From a publicity shot with Dick van Dyke

Dotty Mack (born Dorothy Zompero, April 25, 1929 – November 11, 2019) was a lip sync actress and mime artist, known as the "Queen of Pantomime" for her appearances in The Paul Dixon Show (1951), The Dotty Mack Show (1953) and Cavalcade of Stars (1949).

==Early life==
Mack was born in Price Hill, Cincinnati, Ohio, and attended the Mother of Mercy High School, graduating in 1947. She then worked as a human mannequin in a department store window in Cincinnati, and as a salesperson, before being employed as a record librarian at WCPO-AM radio in March 1949.

==Career==
Mack appeared in Paul Dixon's radio show. When WCPO-TV started in July 1949, she transferred to the Paul Dixon's Song Shop on television, performing with Dixon and Wanda Lewis. She lip-synched to songs by singers including Rosemary Clooney, Doris Day, Dinah Shore, Patti Page, and Eartha Kitt. She was known as the "Queen of Pantomime" for "her striking beauty and seemingly innate ability to pantomime expertly any type of song." She was so popular that she was given her own show, first Your Pantomime Hit Parade, then a 15-minute show called Girl Alone, and finally a half-hour program called The Dotty Mack Show, in which she was joined by Bob Braun and Colin Male. ABC and the DuMont Television Network screened the Dotty Mack Show nationally from 1953 to 1956. By 1955, a Dotty Mack fan club existed in Cincinnati. TV host Faye Emerson said of her show in 1954, she is "extremely talented ... She can be cute as a kitten's ear, romantic as rose petals, or sultry as absinthe ... She is a good actress and her sense of timing is nothing short of miraculous." However, Emerson wrote, she "would still rather see Rosemary Clooney singing her own songs" than "pretty little parrots like Dotty Mack and her friends." She sometimes had enquiries for singing from people who did not know that she was principally a mime.
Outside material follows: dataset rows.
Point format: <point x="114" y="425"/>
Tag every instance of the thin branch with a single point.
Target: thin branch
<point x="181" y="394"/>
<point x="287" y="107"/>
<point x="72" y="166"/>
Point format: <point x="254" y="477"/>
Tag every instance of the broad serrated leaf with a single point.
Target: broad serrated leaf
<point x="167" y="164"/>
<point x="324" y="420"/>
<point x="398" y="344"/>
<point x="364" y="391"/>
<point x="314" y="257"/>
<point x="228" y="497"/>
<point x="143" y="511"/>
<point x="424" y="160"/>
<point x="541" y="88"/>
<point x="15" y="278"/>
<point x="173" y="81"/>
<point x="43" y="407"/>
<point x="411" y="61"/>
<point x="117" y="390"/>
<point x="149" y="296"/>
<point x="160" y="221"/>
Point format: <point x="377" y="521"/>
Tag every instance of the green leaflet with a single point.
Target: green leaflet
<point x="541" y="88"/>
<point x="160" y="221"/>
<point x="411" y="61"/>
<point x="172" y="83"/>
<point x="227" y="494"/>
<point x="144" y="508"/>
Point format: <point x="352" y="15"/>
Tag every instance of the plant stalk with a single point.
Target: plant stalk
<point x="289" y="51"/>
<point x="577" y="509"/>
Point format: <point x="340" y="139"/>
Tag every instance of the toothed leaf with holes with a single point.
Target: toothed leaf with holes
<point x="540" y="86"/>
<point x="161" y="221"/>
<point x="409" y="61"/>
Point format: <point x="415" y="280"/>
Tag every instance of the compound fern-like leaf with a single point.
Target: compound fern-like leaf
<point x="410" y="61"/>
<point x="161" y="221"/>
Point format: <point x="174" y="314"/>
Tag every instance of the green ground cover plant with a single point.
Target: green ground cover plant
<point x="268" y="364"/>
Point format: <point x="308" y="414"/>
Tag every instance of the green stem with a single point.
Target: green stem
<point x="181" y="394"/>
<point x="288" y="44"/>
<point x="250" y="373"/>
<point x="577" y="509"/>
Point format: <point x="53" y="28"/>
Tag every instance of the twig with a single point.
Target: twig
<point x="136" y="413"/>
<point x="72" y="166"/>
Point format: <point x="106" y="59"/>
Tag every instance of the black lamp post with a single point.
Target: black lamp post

She was noted for her beautiful gowns on the air; however, there was no clothing allowance, so they were all hers.

==Personal life==
Mack went out with Dick Van Dyke, Frank Sinatra and Joe DiMaggio. She married William B. Williams who was a disc jockey in New York in 1960. In 1961 her son Jeffrey, was born and she became a full time mother, but she still mixed socially with Doris Day, Rosemary Clooney, Steve Lawrence and Eydie Gorme. She moved to Miami, Florida after her husband died in 1986, where she died on November 11, 2019.